Chicago Tribune management on Wednesday decided not to recognize an employee union after workers at the newspaper overwhelmingly supported organizing.
In a letter to members of the Chicago Tribune Guild organizing committee, Tribune Publisher and Editor-in-Chief Bruce Dold writes that management does "not have enough information to make such a decision and therefore we decline to recognize at this time."
"We believe the best course for navigating this process is through the procedures and resources of the National Labor Relations Board," the letter reads. "We are committed to working with you through the NLRB to reach a quick resolution."
Tribune homepage editor Charlie Johnson wrote on Twitter that management "requested no additional information today or yesterday."
Tronc did not immediately respond to a request for comment.
Johnson added that the employees plan to file signature cards with the National Labor Relations Board and "begin the process of holding a union election."
"Should @tronc choose to recognize our unit going forward, we will gladly withdraw our petition for an election," he wrote.
More than 85 percent of the staff signed union authorization cards.
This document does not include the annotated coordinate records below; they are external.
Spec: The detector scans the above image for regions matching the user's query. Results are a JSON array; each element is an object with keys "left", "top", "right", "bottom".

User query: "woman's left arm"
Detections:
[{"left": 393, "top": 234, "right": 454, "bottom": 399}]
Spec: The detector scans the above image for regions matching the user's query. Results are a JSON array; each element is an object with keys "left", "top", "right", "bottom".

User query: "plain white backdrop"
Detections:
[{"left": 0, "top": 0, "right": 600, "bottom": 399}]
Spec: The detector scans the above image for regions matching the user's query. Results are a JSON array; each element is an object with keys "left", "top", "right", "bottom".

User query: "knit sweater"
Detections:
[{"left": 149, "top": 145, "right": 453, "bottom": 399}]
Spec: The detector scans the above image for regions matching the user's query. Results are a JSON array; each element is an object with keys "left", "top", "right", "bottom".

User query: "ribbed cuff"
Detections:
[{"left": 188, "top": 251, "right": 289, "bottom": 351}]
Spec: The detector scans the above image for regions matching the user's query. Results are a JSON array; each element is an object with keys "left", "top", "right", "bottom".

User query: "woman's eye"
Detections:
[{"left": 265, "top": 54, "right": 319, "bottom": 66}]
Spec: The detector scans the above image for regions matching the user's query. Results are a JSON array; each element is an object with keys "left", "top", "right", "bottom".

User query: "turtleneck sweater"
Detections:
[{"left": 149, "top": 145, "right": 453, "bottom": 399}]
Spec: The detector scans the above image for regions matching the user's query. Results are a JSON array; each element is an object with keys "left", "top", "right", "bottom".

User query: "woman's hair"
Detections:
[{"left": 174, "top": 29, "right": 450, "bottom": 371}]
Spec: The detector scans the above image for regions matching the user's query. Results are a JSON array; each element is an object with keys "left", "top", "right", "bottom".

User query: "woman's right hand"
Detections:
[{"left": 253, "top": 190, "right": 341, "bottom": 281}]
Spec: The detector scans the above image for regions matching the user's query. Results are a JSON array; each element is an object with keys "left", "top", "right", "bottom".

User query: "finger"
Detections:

They were hoping the Tribune would recognize that support, but if not, said they were prepared to turn to the National Labor Relations Board for the next steps.
An email was sent to the Tribune editor in chief and publisher Bruce Dold -- letting him know 85 percent support the Chicago Tribune guild and the union wanted an answer if the Tribune will recognize the union by 11 a.m. Wednesday.
"It's a diverse group of people that represents pretty much every facet and editorial department of the newsroom," Charlie Johnson, a Tribune employee said.
"It's time that we started standing up for fair wages and regular raises, and for fair health benefits," Mary Wisniewski, a reporter, said. "We love this work but we want to be compensated fairly for it."
The tribune is owned by tronc -- last month its chairman Michael Ferro resigned amid allegations of inappropriate behavior and he's sold his stake in tronc. Management distrust is one of the key factors in the union vote.
"There was the bankruptcy, we were spun off from our television assets," Johnson said. "Our building was essentially sold out from under us, we ere saddled with a lot of debt."
Dold said the union request is being reviewed and he spoke of "working together as an organization toward our common goal as a leading source for news."
Nearly 300 employees would be part of the Tribune union -- and while the paper has traditionally been anti-union, the staff sees an urgency for their fight.
"People need to realize that what we do is important," Wisniewski said. "We're not people making things up in our basement. We're doing good, important professional work and we need real news and real investigations to support our Democracy."